Was ist Pendeln?

Appellationsgerichtshof Den Haag hat sich zu der Frage geäußert, was im Rahmen der Lohnsteuer unter Pendeln zu verstehen ist.

Erklärung zum Verzicht auf private Nutzung

Der Fall betrifft einen Arbeitnehmer mit einem Dienstwagen. Für diesen Wagen hat die Steuerbehörde eine “Erklärung zum Verzicht auf die private Nutzung des Fahrzeugs”, auf deren Grundlage sein Arbeitgeber keine Zurechnung für die private Nutzung des Fahrzeugs zum Lohn des Arbeitnehmers vorgenommen hat. Im Rahmen dieser Erklärung darf der Arbeitnehmer in einem Kalenderjahr maximal 500 Kilometer privat mit dem Fahrzeug zurücklegen.

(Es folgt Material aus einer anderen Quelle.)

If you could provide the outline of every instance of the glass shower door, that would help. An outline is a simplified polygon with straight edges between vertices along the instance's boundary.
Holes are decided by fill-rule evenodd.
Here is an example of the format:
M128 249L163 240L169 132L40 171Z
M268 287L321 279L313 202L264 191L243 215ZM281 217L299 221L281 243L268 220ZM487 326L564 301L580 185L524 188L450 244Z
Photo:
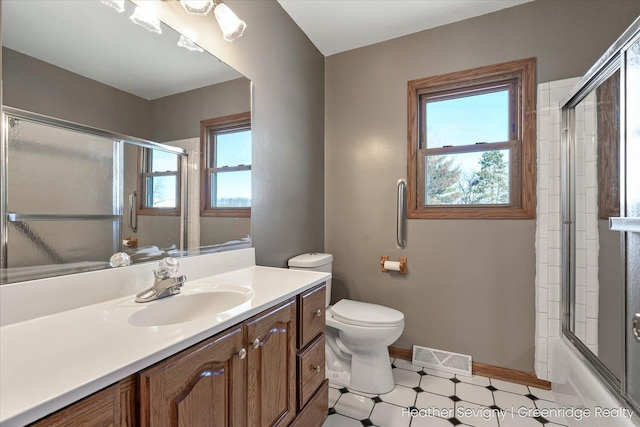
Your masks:
M626 217L640 223L640 38L626 52ZM640 407L640 224L626 232L627 396ZM636 317L637 316L637 317ZM635 323L635 331L634 331Z

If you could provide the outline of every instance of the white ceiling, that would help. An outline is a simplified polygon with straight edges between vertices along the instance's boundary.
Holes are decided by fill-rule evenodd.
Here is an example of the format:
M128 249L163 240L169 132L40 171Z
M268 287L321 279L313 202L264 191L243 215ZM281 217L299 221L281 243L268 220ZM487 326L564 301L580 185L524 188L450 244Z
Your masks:
M533 0L278 0L329 56Z
M147 100L242 77L207 52L176 44L98 0L3 0L2 44Z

Aus der Kilometerabrechnung geht hervor, dass der Arbeitnehmer im Jahr 2020 insgesamt 487 private Kilometer zurückgelegt hat. Der Arbeitnehmer ist geschieden. In der Kilometeraufstellung sind 19 Fahrten zwischen dem Arbeitsort des Arbeitnehmers und dem Wohnort seines Partners erfasst. Das Finanzamt rechnet die im Zusammenhang mit diesen Fahrten zurückgelegten Kilometer zu den privaten Kilometern hinzu und erlegt dem Arbeitnehmer einen Nachforderungsbescheid zur Lohnsteuer auf.

Definition

Der Arbeitnehmer macht jedoch geltend, dass es sich bei diesen Fahrten um Pendelfahrten handelt. Für die Erhebung der Lohnsteuer wird davon ausgegangen, dass Pendelkilometer nicht zu privaten Zwecken zurückgelegt wurden (Anmerkung: Im Rahmen der Umsatzsteuer gilt hier eine andere Regelung). Das Gericht stellt fest, dass das Lohnsteuergesetz keine Definition des Begriffs „Wohn-Arbeits-Verkehr“ enthält. Nach ständiger Rechtsprechung liegt ein Wohn-Arbeits-Verkehr vor, wenn:

  • die Fahrt zwischen dem Wohn- oder Aufenthaltsort und dem Arbeitsplatz erfolgt, und;
  • Die Hin- und Rückfahrt müssen innerhalb von 24 Stunden erfolgen.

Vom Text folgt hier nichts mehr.